September 30, 2021 By Vidyasagar Machupalli 5 min read

Learn how to set up a GPU-enabled virtual server instance (VSI) on a Virtual Private Cloud (VPC) and deploy RAPIDS using IBM Schematics. 

The GPU-enabled family of profiles provides on-demand, cost-effective access to NVIDIA GPUs. GPUs help to accelerate the processing time required for compute-intensive workloads, such as artificial intelligence (AI), machine learning, inferencing and more. To use the GPUs, you need the appropriate toolchain — such as CUDA (an acronym for Compute Unified Device Architecture) — ready. 

Let’s start with a simple question. 

What is a GPU and how is it different from CPU?
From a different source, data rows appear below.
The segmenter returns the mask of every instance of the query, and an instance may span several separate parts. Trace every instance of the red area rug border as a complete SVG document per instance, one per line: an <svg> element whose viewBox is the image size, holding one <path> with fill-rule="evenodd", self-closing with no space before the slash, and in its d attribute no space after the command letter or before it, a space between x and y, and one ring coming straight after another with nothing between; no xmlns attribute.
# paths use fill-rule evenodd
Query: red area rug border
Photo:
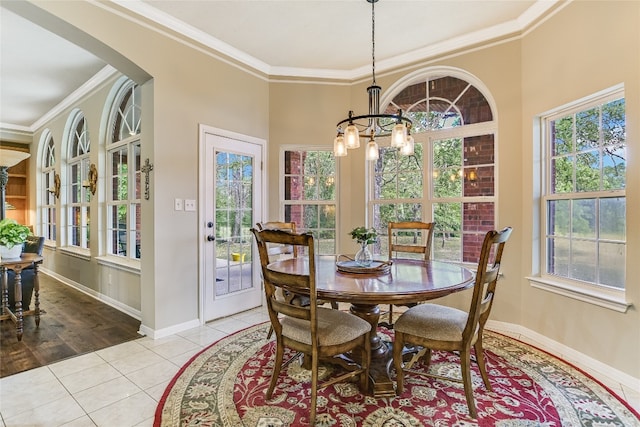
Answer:
<svg viewBox="0 0 640 427"><path fill-rule="evenodd" d="M171 393L171 390L173 389L173 386L176 384L176 381L178 381L178 378L180 378L180 376L189 367L189 365L191 365L193 363L194 360L196 360L202 353L204 353L205 351L209 350L214 345L218 344L220 341L225 340L227 338L230 338L230 337L232 337L232 336L234 336L236 334L239 334L240 332L245 331L245 330L247 330L249 328L253 328L254 326L267 324L269 322L270 322L270 320L267 320L266 322L258 322L255 325L251 325L251 326L247 326L246 328L239 329L239 330L235 331L232 334L229 334L229 335L227 335L225 337L220 338L219 340L216 340L216 341L212 342L211 344L209 344L208 346L204 347L202 350L200 350L199 352L194 354L187 361L187 363L185 363L184 365L182 365L180 367L178 372L173 376L173 378L171 378L171 381L169 381L169 384L167 384L167 388L164 389L164 392L162 393L162 397L158 401L158 406L156 406L156 412L155 412L155 415L153 417L153 427L159 427L160 426L160 421L161 421L161 418L162 418L162 408L164 408L164 404L167 402L167 397L169 396L169 393Z"/></svg>
<svg viewBox="0 0 640 427"><path fill-rule="evenodd" d="M488 328L487 328L487 329L488 329ZM488 329L488 330L489 330L489 331L491 331L491 333L493 333L493 334L500 335L500 336L506 337L506 338L508 338L508 339L510 339L510 340L518 341L519 343L522 343L522 344L524 344L524 345L526 345L526 346L528 346L528 347L535 348L535 349L536 349L536 350L538 350L539 352L544 353L544 354L546 354L546 355L547 355L547 356L549 356L549 357L553 357L554 359L559 360L560 362L562 362L562 363L564 363L564 364L566 364L566 365L570 366L571 368L573 368L573 369L575 369L576 371L580 372L582 375L584 375L585 377L589 378L590 380L592 380L593 382L597 383L597 384L598 384L598 385L600 385L602 388L604 388L605 390L607 390L611 395L613 395L616 399L618 399L618 400L620 401L620 403L622 403L624 406L626 406L626 407L627 407L627 409L628 409L629 411L631 411L631 412L632 412L636 417L638 417L638 418L640 419L640 412L636 411L636 410L635 410L635 408L633 408L633 407L632 407L632 406L631 406L631 405L630 405L626 400L624 400L624 399L623 399L623 398L622 398L618 393L616 393L615 391L611 390L611 388L609 388L609 386L607 386L606 384L604 384L604 383L603 383L602 381L600 381L599 379L595 378L593 375L591 375L590 373L588 373L588 372L587 372L587 371L585 371L584 369L582 369L582 368L580 368L580 367L578 367L578 366L574 365L573 363L571 363L571 362L569 362L569 361L567 361L567 360L565 360L565 359L562 359L562 358L560 358L560 357L556 356L556 355L555 355L555 354L553 354L553 353L550 353L550 352L549 352L549 351L547 351L547 350L544 350L544 349L542 349L542 348L540 348L540 347L538 347L538 346L535 346L535 345L533 345L533 344L530 344L530 343L528 343L528 342L526 342L526 341L522 341L521 339L514 338L514 337L512 337L512 336L510 336L510 335L507 335L507 334L504 334L504 333L502 333L502 332L494 331L493 329ZM491 378L489 378L489 379L491 379Z"/></svg>

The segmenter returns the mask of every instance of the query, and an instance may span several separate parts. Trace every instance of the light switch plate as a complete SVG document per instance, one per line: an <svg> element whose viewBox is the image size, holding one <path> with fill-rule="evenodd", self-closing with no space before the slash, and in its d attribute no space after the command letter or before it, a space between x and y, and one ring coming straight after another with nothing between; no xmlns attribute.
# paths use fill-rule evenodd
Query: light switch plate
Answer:
<svg viewBox="0 0 640 427"><path fill-rule="evenodd" d="M173 210L181 211L184 209L184 203L182 199L174 199L173 200Z"/></svg>
<svg viewBox="0 0 640 427"><path fill-rule="evenodd" d="M184 200L184 210L185 211L195 211L196 210L196 201L192 199Z"/></svg>

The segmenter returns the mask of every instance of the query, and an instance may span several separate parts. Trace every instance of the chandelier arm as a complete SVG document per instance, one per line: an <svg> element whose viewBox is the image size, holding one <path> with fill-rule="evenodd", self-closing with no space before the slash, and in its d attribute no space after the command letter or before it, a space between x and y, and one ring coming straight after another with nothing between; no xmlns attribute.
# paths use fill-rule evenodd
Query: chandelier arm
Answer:
<svg viewBox="0 0 640 427"><path fill-rule="evenodd" d="M363 119L393 119L396 121L396 123L405 123L406 125L411 125L412 123L410 118L406 116L398 116L397 114L363 114L360 116L350 116L349 118L338 122L336 127L340 127L345 123L357 124L354 122L358 120L363 120Z"/></svg>

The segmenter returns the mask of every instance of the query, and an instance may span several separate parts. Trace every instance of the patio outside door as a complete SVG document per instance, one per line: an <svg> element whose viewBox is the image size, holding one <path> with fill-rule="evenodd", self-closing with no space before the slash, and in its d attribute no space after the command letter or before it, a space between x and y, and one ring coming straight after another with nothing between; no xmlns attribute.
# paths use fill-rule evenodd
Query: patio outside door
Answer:
<svg viewBox="0 0 640 427"><path fill-rule="evenodd" d="M262 212L262 150L249 137L205 129L204 320L262 302L251 227ZM228 134L228 133L227 133ZM258 214L259 215L259 214Z"/></svg>

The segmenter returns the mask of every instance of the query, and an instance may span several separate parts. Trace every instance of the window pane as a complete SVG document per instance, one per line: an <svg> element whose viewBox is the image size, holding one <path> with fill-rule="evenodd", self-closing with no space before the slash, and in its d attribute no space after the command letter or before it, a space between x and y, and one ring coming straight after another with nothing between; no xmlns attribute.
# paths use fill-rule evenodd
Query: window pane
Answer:
<svg viewBox="0 0 640 427"><path fill-rule="evenodd" d="M600 152L597 150L576 155L576 191L600 189Z"/></svg>
<svg viewBox="0 0 640 427"><path fill-rule="evenodd" d="M571 242L571 278L595 283L597 279L596 242L587 240L572 240Z"/></svg>
<svg viewBox="0 0 640 427"><path fill-rule="evenodd" d="M445 261L461 261L462 258L462 204L434 204L433 220L434 256Z"/></svg>
<svg viewBox="0 0 640 427"><path fill-rule="evenodd" d="M576 114L576 151L589 150L598 146L599 111L599 108L592 108Z"/></svg>
<svg viewBox="0 0 640 427"><path fill-rule="evenodd" d="M598 245L598 283L624 289L625 245L622 243L600 242Z"/></svg>
<svg viewBox="0 0 640 427"><path fill-rule="evenodd" d="M320 206L320 228L336 227L336 205Z"/></svg>
<svg viewBox="0 0 640 427"><path fill-rule="evenodd" d="M571 219L569 200L551 200L548 202L547 221L549 234L554 236L569 236Z"/></svg>
<svg viewBox="0 0 640 427"><path fill-rule="evenodd" d="M553 156L573 152L573 116L551 122L550 151Z"/></svg>
<svg viewBox="0 0 640 427"><path fill-rule="evenodd" d="M625 147L606 146L602 153L602 189L625 188L627 172L627 150Z"/></svg>
<svg viewBox="0 0 640 427"><path fill-rule="evenodd" d="M573 237L596 238L596 200L574 200L571 212Z"/></svg>
<svg viewBox="0 0 640 427"><path fill-rule="evenodd" d="M569 244L568 239L547 239L549 274L569 277Z"/></svg>
<svg viewBox="0 0 640 427"><path fill-rule="evenodd" d="M551 159L551 192L573 192L573 158L570 156Z"/></svg>
<svg viewBox="0 0 640 427"><path fill-rule="evenodd" d="M603 105L602 133L605 146L624 144L627 141L624 99Z"/></svg>
<svg viewBox="0 0 640 427"><path fill-rule="evenodd" d="M626 238L626 199L600 199L600 238L624 241Z"/></svg>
Graphics processing units (GPUs) are becoming more prevalent as accelerated computing is rapidly changing the modern enterprise. They support new applications that are resource-demanding and provide new capabilities to gain valuable insights from customer data.

Let’s quickly go over why you could use GPUs in the first place. By operating in a cloud environment, GPUs work in conjunction with a server’s CPU to accelerate application and processing performance. The CPU offloads compute-intensive portions of the application to the GPU, which processes large blocks of data at one time (rather than sequentially) to boost overall performance in a server environment.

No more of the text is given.